Being a parent is a funny thing. When they are small you tell them, “I love you”, every day and they look up at you, snuggle into your neck and say in a voice that could melt icebergs, “I wuv you too, Mommy”. But you can’t tell them that you can’t imagine life without them; that you lie awake worrying about unseen and unspeakable dangers not just in the present, but for every day to come; that you stand by their beds just to hear them breathe. They wouldn’t understand.
When they are teens you tell them, “Love ya, kid” and, if you haven’t crushed every dream of theirs on that particular day by asking them to do something they don’t want to do, they will smile a smile that lights up your whole world and yell over their shoulder as they head for the door, “Love you too, Ma”. You can’t tell them that you can’t imagine life without them; that you lie awake waiting for the front door to punctuate their arrival home, worrying about unspeakable dangers outside that door.
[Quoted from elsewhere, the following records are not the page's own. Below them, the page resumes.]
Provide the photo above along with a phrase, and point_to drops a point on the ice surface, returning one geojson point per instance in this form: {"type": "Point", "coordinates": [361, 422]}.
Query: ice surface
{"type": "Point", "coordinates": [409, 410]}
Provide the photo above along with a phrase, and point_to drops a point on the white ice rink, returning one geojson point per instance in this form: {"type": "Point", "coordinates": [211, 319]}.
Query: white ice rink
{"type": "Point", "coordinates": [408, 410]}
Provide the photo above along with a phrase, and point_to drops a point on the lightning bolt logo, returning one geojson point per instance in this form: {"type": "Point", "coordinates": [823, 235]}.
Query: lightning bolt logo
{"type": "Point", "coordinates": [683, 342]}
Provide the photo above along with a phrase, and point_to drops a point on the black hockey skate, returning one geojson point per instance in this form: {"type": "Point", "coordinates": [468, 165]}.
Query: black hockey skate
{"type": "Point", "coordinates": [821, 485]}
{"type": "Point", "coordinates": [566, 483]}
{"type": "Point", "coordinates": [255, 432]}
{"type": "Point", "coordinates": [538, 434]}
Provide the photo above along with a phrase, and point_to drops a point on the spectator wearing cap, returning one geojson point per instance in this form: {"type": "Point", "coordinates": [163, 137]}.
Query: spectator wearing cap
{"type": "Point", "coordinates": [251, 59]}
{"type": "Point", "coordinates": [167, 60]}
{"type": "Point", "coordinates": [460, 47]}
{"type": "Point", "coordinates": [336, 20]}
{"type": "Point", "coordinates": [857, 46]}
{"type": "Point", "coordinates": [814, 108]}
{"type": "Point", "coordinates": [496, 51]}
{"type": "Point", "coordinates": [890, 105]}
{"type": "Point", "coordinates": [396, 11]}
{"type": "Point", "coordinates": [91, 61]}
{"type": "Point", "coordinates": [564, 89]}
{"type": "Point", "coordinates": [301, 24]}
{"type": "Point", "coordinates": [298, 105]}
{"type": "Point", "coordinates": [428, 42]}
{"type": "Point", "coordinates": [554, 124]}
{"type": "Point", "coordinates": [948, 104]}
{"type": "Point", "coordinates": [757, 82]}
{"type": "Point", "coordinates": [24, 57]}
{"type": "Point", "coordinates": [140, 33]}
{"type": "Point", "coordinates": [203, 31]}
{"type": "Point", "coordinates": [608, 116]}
They wouldn’t understand – and would definitely be creeped out a little knowing that you sometimes breech that inner sanctum of adolescence, their rooms, just to hear them breathe.
As they enter adulthood, you tell them, often by phone or some other sanitized long distance version of communication, “I love you” and they know you do, and answer, “I love you too, Mom”. But you can’t tell them that the time you left homemade tuna macaroni salad in the refrigerator for them and they left you a voicemail at work thanking you, that you saved that voicemail for 3 years while they went off to college and deployment overseas. You can’t tell them that you cannot imagine life without them – ever. You try to hide the tears of parting each time you say goodbye lest they think you are dying or something. You can’t tell them that you heard them say your name in your sleep one night so clearly that you had to resist the urge to call them at 3 AM just to be sure they were ok. They wouldn’t understand.
And then they have children of their own. And they understand.